TRAJECTORY_BUILDER_3D = {
  min_range = 0,
  max_range = MAX_3D_RANGE,
  num_accumulated_range_data = 1,
  voxel_filter_size = 0.1,

  high_resolution_adaptive_voxel_filter = {
    max_length = 2.,
    min_num_points = 150,
    max_range = 15.,
  },

  low_resolution_adaptive_voxel_filter = {
    max_length = 4.,
    min_num_points = 200,
    max_range = MAX_3D_RANGE,
  },

  use_online_correlative_scan_matching = true,
  real_time_correlative_scan_matcher = {
    linear_search_window = 0.15,
    angular_search_window = math.rad(1.),
    translation_delta_cost_weight = 1e-1,
    rotation_delta_cost_weight = 1e-1,
  },

  ceres_scan_matcher = {
    occupied_space_weight_0 = 1.,
    occupied_space_weight_1 = 6.,
    intensity_cost_function_options_0 = {
        weight = 0.5,
        huber_scale = 0.3,
        intensity_threshold = INTENSITY_THRESHOLD,
    },
    translation_weight = 5.,
    rotation_weight = 4e2,
    only_optimize_yaw = false,
    ceres_solver_options = {
      use_nonmonotonic_steps = false,
      max_num_iterations = 12,
      num_threads = 1,
    },
  },

  motion_filter = {
    max_time_seconds = 0.5,
    max_distance_meters = 0.1,
    max_angle_radians = 0.004,
  },

  rotational_histogram_size = 120,

  -- TODO(schwoere,wohe): Remove this constant.
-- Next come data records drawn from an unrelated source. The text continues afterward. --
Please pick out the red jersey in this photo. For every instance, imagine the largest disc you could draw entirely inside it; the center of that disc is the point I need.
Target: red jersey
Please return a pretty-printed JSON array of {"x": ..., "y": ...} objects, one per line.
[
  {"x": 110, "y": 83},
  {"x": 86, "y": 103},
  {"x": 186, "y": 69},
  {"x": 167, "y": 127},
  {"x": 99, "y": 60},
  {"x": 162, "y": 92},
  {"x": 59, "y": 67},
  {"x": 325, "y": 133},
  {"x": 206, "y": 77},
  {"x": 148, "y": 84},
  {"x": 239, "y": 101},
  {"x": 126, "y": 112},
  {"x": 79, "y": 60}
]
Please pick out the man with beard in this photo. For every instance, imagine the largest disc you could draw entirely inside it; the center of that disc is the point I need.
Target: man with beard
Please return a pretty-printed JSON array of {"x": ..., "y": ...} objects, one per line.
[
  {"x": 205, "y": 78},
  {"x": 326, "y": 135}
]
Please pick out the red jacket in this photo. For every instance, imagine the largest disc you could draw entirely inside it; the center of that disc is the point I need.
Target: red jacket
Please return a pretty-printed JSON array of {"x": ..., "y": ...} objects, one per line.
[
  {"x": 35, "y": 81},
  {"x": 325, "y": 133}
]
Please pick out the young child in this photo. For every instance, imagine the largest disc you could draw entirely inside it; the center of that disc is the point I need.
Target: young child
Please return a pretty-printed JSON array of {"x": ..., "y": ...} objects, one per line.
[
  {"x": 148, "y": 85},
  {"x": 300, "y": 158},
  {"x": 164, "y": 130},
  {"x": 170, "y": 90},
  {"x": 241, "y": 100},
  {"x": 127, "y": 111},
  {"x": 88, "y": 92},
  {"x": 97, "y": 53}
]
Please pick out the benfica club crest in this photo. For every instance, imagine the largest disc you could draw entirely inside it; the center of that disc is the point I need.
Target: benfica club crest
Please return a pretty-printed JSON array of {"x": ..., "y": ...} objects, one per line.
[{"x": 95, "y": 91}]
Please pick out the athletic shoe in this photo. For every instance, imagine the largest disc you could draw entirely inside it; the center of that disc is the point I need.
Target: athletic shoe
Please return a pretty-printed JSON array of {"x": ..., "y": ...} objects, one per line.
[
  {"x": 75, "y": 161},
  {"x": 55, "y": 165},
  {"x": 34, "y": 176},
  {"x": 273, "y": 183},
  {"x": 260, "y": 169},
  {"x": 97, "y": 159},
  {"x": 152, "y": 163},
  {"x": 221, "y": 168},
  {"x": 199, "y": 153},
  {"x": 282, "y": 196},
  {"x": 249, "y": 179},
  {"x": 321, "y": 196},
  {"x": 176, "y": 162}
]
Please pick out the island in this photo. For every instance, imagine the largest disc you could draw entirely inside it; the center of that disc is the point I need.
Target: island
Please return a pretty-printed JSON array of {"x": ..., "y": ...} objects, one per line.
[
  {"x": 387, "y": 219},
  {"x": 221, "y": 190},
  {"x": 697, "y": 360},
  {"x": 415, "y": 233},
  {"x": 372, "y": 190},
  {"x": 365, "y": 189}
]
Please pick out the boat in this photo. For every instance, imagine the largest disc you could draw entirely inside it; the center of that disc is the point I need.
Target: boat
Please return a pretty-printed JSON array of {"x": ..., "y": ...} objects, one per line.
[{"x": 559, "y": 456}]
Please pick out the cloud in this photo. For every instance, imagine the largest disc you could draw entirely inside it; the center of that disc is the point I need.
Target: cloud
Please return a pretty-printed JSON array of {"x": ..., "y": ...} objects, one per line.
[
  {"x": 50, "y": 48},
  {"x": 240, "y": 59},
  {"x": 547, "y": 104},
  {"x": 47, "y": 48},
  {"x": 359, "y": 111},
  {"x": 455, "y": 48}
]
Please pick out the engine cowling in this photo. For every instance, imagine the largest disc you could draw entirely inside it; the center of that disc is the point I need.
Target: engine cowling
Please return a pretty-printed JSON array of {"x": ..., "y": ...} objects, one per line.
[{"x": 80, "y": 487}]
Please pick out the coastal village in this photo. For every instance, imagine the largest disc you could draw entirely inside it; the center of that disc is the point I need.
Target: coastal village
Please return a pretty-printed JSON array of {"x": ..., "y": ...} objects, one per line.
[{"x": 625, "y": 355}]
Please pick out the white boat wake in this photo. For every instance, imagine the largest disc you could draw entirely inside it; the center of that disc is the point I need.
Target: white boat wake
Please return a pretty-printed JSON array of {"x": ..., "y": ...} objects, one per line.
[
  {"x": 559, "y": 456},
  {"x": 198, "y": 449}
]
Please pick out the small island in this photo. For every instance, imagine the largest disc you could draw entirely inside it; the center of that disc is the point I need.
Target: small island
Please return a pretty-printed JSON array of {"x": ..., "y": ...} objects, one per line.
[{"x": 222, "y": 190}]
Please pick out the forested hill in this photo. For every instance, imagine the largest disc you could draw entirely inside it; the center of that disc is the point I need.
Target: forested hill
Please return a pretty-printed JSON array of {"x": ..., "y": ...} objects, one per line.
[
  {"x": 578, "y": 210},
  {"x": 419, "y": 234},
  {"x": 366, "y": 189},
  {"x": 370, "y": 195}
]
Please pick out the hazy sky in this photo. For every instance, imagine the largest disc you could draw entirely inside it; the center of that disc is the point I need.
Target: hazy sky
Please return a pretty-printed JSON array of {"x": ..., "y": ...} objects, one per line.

This is only kept for ROS.
  imu_gravity_time_constant = 10.,
  pose_extrapolator = {
    use_imu_based = false,
    constant_velocity = {
      imu_gravity_time_constant = 10.,
      pose_queue_duration = 0.001,
    },
    -- TODO(wohe): Tune these parameters on the example datasets.
    imu_based = {
      pose_queue_duration = 5.,
      gravity_constant = 9.806,
      pose_translation_weight = 1.,
      pose_rotation_weight = 1.,
      imu_acceleration_weight = 1.,
      imu_rotation_weight = 1.,
      odometry_translation_weight = 1.,
      odometry_rotation_weight = 1.,
      solver_options = {
        use_nonmonotonic_steps = false;
        max_num_iterations = 10;
        num_threads = 1;
      },
    },
  },

  submaps = {
    high_resolution = 0.1,
    high_resolution_max_range = 20.,
    low_resolution = 0.45,
    num_range_data = 160,
    range_data_inserter = {
      hit_probability = 0.55,
      miss_probability = 0.49,
      num_free_space_voxels = 2,
      intensity_threshold = INTENSITY_THRESHOLD,
    },
  },

  -- When setting use_intensities to true, the intensity_cost_function_options_0
  -- parameter in ceres_scan_matcher has to be set up as well or otherwise
  -- CeresScanMatcher will CHECK-fail.
  use_intensities = false,
}

Not really sure what I am doing wrong. Help?

kscottz commented 2 months ago

@lolhol please see the note in the readme. This package is no longer actively maintained or supported.